There are so many ways you can use compost in the garden. Here are just a few of my favorites:
- Spread it around the base of plants as a mulch layer to conserve moisture and regulate temperature.
- Add to your potting soil as a form of slow-release fertilizer, gently feeding your container plants over time.
- Cover your raised beds with a top layer of compost to slowly break down into the soil, improving structure and microbial activity.
- Apply it to poor-quality soils or soils with the wrong texture (too much sand or clay) to create the ideal conditions for the plants you want to grow.
- Sprinkle on your lawn after you aerate it to improve growth.
Be Vigilant
There are a million things that can go wrong (or right) in your garden. But experienced gardeners are just that — experienced. They’ve put time in their gardens, noticing the little changes that happen day by day.
They look for the tiny signs that signal a pest, fertility, or disease issue. Then they correct them well before the problems get out of hand. They feel the change in the temperature, wind, rain, and soil structure. They know what they can control, and what they can’t. Then they focus on what they can.
It’s not a superpower. It’s just vigilance. Always keep an eye out on your garden, even if you don’t have much activity planned, to stay on top of changes before they get out of hand.
Mulch
Applying mulch is one of the best habits you can adopt in the garden. It takes so little time but comes with so many benefits, including:
- Regulating soil temperature
- Preventing water evaporation, conserving moisture and saving resources
- Keeping weeds down
- Preventing soil-borne diseases from affecting plants
Experienced gardeners mulch liberally, and they mulch with organic material that will eventually break down and work its way into the soil. This improves soil structure over time and replenishes nutrients in the soil, boosting growth. If you have any soil problems in your garden that keep coming back, mulching is one way to get rid of them for good (albeit over several seasons).

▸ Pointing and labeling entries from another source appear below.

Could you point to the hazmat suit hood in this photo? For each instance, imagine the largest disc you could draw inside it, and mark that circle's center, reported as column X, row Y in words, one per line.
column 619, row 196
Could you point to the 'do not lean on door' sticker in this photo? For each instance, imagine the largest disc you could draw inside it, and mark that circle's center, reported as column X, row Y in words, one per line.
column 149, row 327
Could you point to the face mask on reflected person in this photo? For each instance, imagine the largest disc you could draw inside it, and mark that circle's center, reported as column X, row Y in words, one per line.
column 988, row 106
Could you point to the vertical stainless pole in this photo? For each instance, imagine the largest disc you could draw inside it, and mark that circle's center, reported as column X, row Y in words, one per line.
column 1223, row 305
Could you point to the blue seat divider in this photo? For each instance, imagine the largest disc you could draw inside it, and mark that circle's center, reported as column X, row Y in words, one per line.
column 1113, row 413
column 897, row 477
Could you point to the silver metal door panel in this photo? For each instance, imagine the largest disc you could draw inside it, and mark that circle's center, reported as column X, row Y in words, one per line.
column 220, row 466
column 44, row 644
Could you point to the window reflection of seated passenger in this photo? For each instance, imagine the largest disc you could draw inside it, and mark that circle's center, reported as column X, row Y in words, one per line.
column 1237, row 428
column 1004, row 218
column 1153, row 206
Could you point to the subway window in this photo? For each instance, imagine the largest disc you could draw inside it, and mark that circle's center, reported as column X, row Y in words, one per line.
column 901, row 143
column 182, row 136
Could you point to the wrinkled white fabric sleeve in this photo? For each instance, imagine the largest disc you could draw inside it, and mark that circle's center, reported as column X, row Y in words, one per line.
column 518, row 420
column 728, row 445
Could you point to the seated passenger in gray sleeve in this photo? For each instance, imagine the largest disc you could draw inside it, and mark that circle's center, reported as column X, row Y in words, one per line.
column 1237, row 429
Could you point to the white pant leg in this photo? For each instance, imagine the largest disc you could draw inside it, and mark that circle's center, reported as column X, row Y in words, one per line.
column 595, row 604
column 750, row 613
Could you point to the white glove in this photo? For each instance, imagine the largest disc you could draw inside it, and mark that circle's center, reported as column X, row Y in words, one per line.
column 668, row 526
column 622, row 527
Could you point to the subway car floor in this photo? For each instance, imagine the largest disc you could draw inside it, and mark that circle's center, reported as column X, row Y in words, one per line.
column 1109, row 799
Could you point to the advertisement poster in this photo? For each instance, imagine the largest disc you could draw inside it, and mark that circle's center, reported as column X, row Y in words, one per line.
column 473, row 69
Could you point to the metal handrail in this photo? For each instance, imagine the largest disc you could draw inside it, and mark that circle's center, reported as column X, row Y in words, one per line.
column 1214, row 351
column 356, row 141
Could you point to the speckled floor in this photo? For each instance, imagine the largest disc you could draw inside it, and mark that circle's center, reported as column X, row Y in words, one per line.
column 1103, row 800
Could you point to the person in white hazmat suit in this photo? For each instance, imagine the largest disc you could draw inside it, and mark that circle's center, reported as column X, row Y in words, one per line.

You don’t need to purchase bags of expensive mulch from your local nursery. It’s easy to make your own or borrow from neighbors to save costs and ensure your beds are always well-mulched.
Practice Prevention
Experienced gardeners know problems are far easier to solve when they aren’t allowed to become problems at all.
Many gardening issues are quite tough to treat once they settle in. The first thing to come to mind is diseases, which spread rapidly and are often difficult to remove completely. But even things like planting in the wrong soil type or watering too much is tough to correct if you’ve gone too far.
Some preventative measures you can consider include:
- Checking a plant is right for your climate before planting.
- Using organic modes of deterring pests.
- Planting correctly to avoid competition for resources.
- Pruning dense growth to improve airflow, limiting the risk of disease.
- Watering the soil and not the leaves.
- Feeding the soil before deficiencies occur.
As tedious as they may seem, this gardening habit is important because it’s easier to prevent a problem from occurring than solving one.
Share The Wealth
Expert gardeners usually grow more than they need. That is the nature of gardening, whether you’re growing edibles or cut flowers: plants often produce more than we can use.
Rather than letting the excess go to waste, make it a habit to share the wealth of your garden with others.
The little you sacrifice in giving part of your harvest away will come back to you in goodwill and connections with your neighbors, family, and community.
Enjoy the Journey
Expert gardeners garden because they love it. They’re not in it for the harvest (well, not only for the harvest).
It’s a journey, a process, and a passion. It’s a beautiful thing to cultivate life from the ground up — literally. Don’t forget to take the time to enjoy the fruits of your labor and maintain your love of gardening.